For Beane, the value of closers has long been a point of debate because of the dollars-to-outs ratio: He's more inclined to pay someone who can account for 600 outs a year rather than 225. But over the past few seasons, watching the Angels' dominant bullpen, with Scot Shields and Francisco Rodriguez blowing away hitters with fastballs and sliders, the statistical geek within Beane became attracted to their particular type of efficiencynot to mention economy. Signing Billy Wagner is an option for the Mets but not for the A's.
Oakland had four of the first 40 picks in the 2004 draft, and Beane's scouts kept telling him that they loved the closer at the U. of Texas, a kid named Huston Street. Beane was skeptical. He asked the scouts, "Would you bet your 401(k) on this guy?" The answer always came back: Yes.
Still, he waited through the first round. Supplemental picks began coming off the board in the Oakland war room, and scouting director Eric Kubota made the case for Street again. "If there's ever a sure thing to make the majors," he said, "this is the guy." Beane nodded. For pick No. 40, Kubota called Street's name into the phone.
The scouts were right. The slightly built, self-assured righthander with the sinking fastball aced the minors in '04. The following spring, in big league camp, he impressed the A's by overpowering D-Backs veterans Luis Gonzalez, Troy Glaus and Shawn Green. Street made the team but bided his time in a setup role. Then Octavio Dotel injured his elbow. "I got a vibe from the players," says Beane. "They wanted Huston to be the guy."
On May 20, the day manager Ken Macha decided to make Street the closer, pitching coach Curt Young stopped by the kid's locker and said, "Be prepared to throw the ninth."
"Okay," Street said, then returned to his routine. As the A's have learned, it never changes. He begins stretching in the fifth, then a trainer rubs heat balm into his arm. Street makes his way to the bullpen for the start of the seventh, and when Oakland has a lead, he starts throwing in the eighth, a 25-pitch regimen: three fastballs to one side of the plate, three to the other side, then sliders and changeups. When he gets the call, he warms up with two pitches from the apron of the mound, "to calm the nerves." Then three fastballs, two sliders, one changeup and boom, he's ready.

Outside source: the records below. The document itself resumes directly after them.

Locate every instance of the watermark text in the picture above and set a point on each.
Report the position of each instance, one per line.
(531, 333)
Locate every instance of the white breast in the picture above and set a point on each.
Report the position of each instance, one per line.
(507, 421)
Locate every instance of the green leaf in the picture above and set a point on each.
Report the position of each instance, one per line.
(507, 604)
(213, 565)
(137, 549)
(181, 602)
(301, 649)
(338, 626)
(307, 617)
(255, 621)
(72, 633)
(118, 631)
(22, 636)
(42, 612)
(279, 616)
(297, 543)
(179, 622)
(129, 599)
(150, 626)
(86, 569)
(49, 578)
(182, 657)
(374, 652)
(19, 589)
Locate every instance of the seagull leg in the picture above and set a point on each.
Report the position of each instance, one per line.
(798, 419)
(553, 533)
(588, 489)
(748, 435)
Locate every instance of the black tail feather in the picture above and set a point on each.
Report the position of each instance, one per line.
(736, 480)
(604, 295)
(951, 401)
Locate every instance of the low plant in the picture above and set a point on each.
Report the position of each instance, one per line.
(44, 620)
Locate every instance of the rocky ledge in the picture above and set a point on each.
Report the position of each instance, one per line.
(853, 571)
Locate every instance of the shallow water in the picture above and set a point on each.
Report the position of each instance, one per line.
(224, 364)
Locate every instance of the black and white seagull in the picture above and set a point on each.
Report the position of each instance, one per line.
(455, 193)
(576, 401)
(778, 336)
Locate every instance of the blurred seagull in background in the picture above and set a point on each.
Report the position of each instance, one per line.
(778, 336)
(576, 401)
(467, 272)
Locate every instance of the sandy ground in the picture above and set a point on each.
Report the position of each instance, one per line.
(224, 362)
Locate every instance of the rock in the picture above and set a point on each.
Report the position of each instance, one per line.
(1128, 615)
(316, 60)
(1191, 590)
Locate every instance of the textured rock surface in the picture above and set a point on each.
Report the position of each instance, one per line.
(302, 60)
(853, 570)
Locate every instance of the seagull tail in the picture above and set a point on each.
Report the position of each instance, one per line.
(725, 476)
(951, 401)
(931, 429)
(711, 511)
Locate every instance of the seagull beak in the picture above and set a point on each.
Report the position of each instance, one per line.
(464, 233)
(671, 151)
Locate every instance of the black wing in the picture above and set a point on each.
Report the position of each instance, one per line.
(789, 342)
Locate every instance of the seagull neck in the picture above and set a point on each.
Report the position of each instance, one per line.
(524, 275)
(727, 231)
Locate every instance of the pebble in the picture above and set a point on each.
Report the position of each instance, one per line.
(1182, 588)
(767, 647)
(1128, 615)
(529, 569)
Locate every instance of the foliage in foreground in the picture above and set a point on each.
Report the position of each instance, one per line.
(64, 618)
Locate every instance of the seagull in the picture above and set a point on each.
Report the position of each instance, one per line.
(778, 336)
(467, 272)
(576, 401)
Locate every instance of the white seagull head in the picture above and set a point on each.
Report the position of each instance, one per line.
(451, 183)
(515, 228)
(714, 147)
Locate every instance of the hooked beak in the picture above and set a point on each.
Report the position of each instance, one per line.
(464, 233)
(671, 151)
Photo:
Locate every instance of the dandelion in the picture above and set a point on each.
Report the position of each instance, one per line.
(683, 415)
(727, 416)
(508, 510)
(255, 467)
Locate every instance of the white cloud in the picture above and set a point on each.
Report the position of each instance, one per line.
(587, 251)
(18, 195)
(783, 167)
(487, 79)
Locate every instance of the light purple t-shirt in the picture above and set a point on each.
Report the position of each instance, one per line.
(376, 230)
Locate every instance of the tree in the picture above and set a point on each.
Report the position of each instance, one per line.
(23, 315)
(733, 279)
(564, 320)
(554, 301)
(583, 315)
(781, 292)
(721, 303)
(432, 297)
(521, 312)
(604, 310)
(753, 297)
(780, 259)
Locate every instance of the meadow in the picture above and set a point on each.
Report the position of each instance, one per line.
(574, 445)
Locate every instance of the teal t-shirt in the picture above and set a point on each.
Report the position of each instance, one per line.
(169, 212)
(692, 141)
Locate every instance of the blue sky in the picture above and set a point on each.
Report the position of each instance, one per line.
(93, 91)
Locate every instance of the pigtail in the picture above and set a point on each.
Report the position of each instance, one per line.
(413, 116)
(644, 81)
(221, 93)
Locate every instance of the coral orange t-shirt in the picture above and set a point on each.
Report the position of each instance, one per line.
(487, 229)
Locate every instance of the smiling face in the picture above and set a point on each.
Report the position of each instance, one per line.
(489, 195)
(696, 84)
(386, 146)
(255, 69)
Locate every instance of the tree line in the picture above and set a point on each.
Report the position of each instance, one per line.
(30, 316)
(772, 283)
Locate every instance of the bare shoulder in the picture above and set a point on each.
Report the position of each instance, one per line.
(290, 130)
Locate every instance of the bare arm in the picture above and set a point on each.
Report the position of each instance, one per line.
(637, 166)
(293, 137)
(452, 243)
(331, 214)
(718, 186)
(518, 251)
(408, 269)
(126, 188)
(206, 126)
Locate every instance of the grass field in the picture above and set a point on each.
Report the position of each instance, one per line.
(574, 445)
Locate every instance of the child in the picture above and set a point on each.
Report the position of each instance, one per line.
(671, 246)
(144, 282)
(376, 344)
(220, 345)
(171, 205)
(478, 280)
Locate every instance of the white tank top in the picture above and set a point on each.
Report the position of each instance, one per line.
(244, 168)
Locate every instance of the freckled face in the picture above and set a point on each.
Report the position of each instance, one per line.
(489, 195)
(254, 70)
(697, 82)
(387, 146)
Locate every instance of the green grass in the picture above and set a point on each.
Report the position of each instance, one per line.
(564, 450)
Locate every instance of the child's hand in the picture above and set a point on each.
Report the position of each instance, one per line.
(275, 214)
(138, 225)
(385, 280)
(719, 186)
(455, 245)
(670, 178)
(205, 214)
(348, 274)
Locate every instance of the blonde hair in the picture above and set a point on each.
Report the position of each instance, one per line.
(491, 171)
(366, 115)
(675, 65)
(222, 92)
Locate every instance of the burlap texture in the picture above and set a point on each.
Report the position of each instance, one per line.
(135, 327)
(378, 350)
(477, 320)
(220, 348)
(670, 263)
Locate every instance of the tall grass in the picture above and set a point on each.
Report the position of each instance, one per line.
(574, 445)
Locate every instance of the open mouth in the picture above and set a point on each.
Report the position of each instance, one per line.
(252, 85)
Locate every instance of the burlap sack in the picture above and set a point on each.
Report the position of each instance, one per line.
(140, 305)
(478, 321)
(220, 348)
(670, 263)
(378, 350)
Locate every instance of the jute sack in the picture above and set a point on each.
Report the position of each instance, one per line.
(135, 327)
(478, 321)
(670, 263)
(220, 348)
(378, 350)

The A's, however, were not. Going into their May 30 game against Tampa Bay, they were 17—32 and mired in an eight-game losing streak. Although Crosby was coming off the DL, there wasn't much hope for a turnaround. But Street pitched 1µ shutout innings to get the win, and over the next two months, the A's went 58—24.
Street converted his last 18 chances. After each save, he takes a blue marker and writes on the game ball: date, opponent, final score, save number. He had 23 last year, and he plans on keeping this job for a long time-long enough to fill up several shelves, and long enough to make real money. This season, he will earn $339,625, $12,625 over the minimum and $10,160,375 less than Wagner. That's moneyball.

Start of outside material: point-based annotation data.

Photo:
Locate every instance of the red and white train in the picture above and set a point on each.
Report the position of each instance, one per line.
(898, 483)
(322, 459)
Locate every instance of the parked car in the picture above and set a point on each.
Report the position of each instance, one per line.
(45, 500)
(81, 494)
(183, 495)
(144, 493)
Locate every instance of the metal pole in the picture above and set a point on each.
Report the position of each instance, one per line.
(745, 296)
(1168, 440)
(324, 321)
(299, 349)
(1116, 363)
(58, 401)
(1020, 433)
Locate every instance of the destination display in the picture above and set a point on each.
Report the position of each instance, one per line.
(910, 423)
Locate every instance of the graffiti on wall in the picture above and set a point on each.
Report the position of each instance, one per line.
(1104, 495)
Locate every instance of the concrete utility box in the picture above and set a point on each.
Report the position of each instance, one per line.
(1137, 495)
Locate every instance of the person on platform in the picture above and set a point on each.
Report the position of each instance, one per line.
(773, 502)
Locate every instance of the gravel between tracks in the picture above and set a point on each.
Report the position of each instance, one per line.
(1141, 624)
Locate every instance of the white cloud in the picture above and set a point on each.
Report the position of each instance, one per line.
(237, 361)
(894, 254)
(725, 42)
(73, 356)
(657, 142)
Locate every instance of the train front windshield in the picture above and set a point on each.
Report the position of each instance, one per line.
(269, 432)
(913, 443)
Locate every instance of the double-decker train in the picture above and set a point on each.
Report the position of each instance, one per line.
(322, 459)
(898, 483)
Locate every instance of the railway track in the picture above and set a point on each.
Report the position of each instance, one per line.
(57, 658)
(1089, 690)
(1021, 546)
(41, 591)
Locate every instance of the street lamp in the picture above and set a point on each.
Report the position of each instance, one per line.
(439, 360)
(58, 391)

The A's nearly made it back to the playoffs last year. They surged past the Angels into first place in the AL West after being as much as 12½ out. They were the first team in AL history to climb from 15 games below .500 to at least 15 games above .500 in the same season, and they thought the rush would carry into October. "As hot as we got, you're not used to having that much momentum," says Chavez.
But no team could overcome the injuries that dogged them in the end. Crosby, the second-year shortstop with the powerful bat, came up limping after a collision with Orioles catcher Sal Fasano on Aug. 27. Crosby missed three games before going for an MRI, and went into the trainer's room in Anaheim looking for the results. "What do you guys got?" he asked.
Broken left ankle, he was told.
"You've gotta be kidding me," he replied, slumping into a chair. At the same time, Harden was struggling with a muscle strain, and Kotsay's back gave out. The A's went 11—17 in September; the Angels won the West.
Six months later, Crosby is sitting on a table in Arizona, ankle good as new, thinking about what might have been. "I knew we had one of the best teams in the league," he says.
They did. They do. They just have to prove it.